By
Tim Konrad
Chapter Two

The wall in my backyard served as a gateway to the world that lay beyond—the wonderful and wild woods, with their deep sense of mystery and surprise, teeming with secrets to be revealed about the wonders of nature. Those woods not only captured my imagination as a young boy but also featured largely in my dreams, ultimately coming to symbolize the vast, unknown, open page, or tabula rasa, of my life as it lay before me, yet unexplored and awaiting time and caprice for its unfoldment.

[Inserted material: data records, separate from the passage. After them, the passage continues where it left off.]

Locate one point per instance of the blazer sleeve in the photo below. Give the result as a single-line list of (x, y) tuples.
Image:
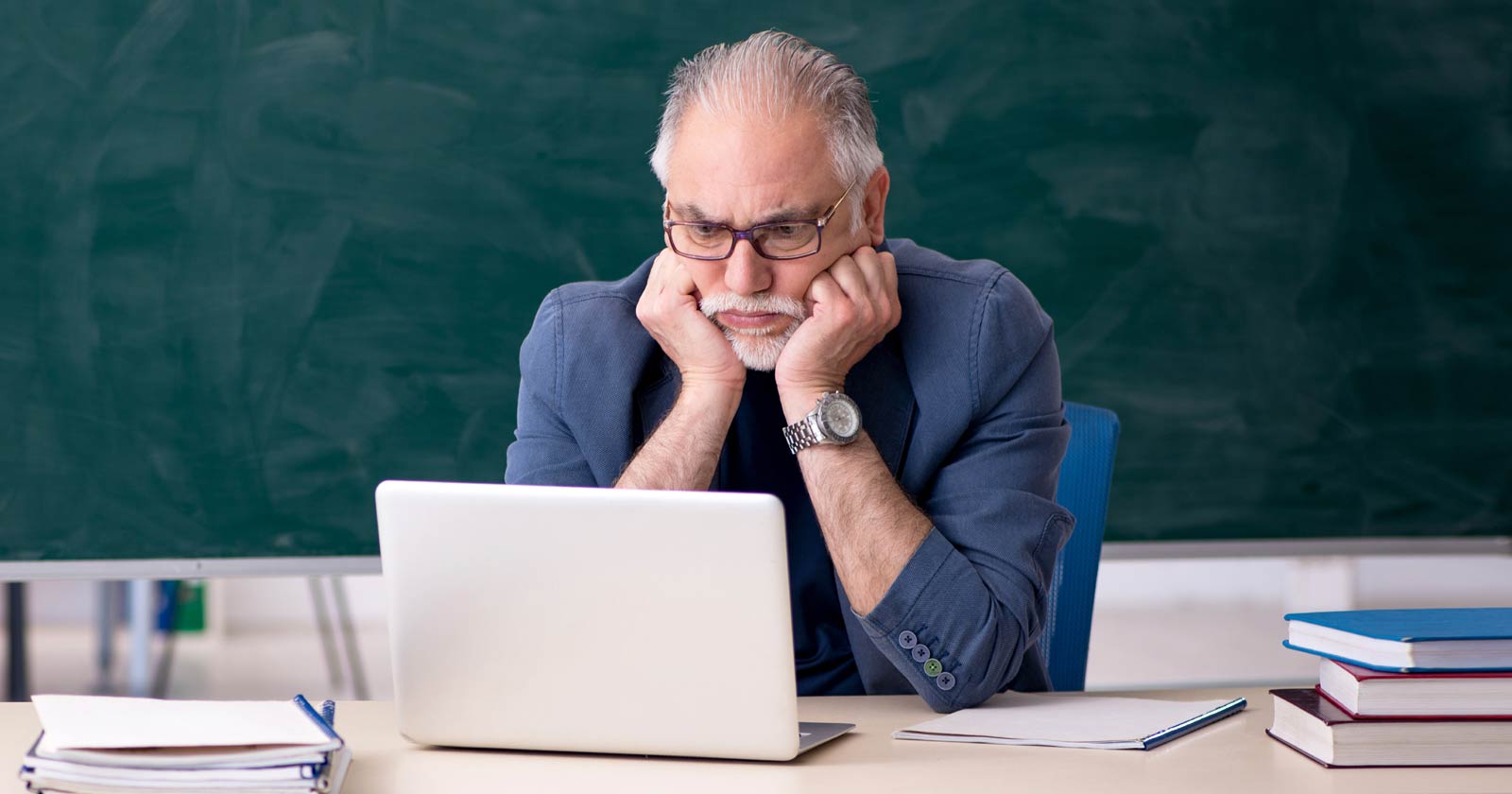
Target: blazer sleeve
[(544, 451), (974, 592)]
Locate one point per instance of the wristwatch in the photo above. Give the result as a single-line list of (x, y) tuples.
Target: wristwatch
[(835, 420)]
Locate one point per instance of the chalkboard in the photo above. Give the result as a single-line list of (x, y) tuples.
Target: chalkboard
[(256, 257)]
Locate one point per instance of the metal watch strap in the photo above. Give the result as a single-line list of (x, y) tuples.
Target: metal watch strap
[(801, 435)]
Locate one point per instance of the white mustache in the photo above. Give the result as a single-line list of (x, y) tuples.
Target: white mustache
[(776, 304)]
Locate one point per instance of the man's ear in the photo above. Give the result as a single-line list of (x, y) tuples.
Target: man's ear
[(874, 206)]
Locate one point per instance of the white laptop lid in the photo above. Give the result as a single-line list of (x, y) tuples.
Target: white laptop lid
[(590, 619)]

I often and distinctly recall a moment sixty-plus years ago, when I sat perched atop that wall in reflection: If reflection is not an appropriate term to describe the musings of a boy of eleven, then musing most certainly is. It was the first day of summer vacation and the whole of my favorite season lay before me like an exciting and mysterious present yet unopened. Not only did I have a summer free of duties, responsibilities and school requirements to look forward to, I “mused,” but I also had my whole life ahead of me, with the reasonable and hopeful expectation that it might be blessed with longevity.
I still remember how it felt to think these thoughts back then, similar to how I felt as a boy at Christmas-time when first seeing the tree ringed with presents, or the way it felt before taking that first bite of chocolate sundae at the ice cream shop. I’ve always savored the expectation preceding the experience, whatever the event itself might be. I still do so today; the promise, the mystery and excitement never cease to hold me in thrall.
Now, as my number of days past exceeds those that lie before me, that moment on the wall seems more poignant than ever.
As day turns into night, the dance of life and death, as with all the other dualities in life, denotes the beautiful yet frightening symmetry of all things. The poet and visionary William Blake perhaps said it best when he wrote, in his poem Tiger, Tiger Burning Bright “What immortal hand or eye could frame thy fearful symmetry?”
But what once was hope need not become despair. It’s all a matter of perspective, really. Life truly is what one makes of it and tomorrow, if one chooses to see it as such, is another tabula rasa just as surely as it was to that eleven-year-old boy perched on that wall so long ago. Only now I have much more to reflect upon.
***
The intervening years have brought equal shares of joys and sorrows, unfolding, as they did, largely not according to plan, which wasn’t surprising since, in my younger days, I hadn’t placed much stock in planning anyway. Aware of the fable of the grasshopper and the ant but equally aware that investing years toward a goal only paid off if one succeeded in living long enough to reap the rewards of such planning, I used that line of reasoning to justify a life marked by sometimes questionable decisions. Retirement being a distant and somewhat mythical concept back then, I only pursued goals with short-term rewards and effectively postponed any notions of accumulating savings toward retirement. It was only in my later years that my wish not to die destitute gained authority over the part of me that had allowed me to remain profligate for so long.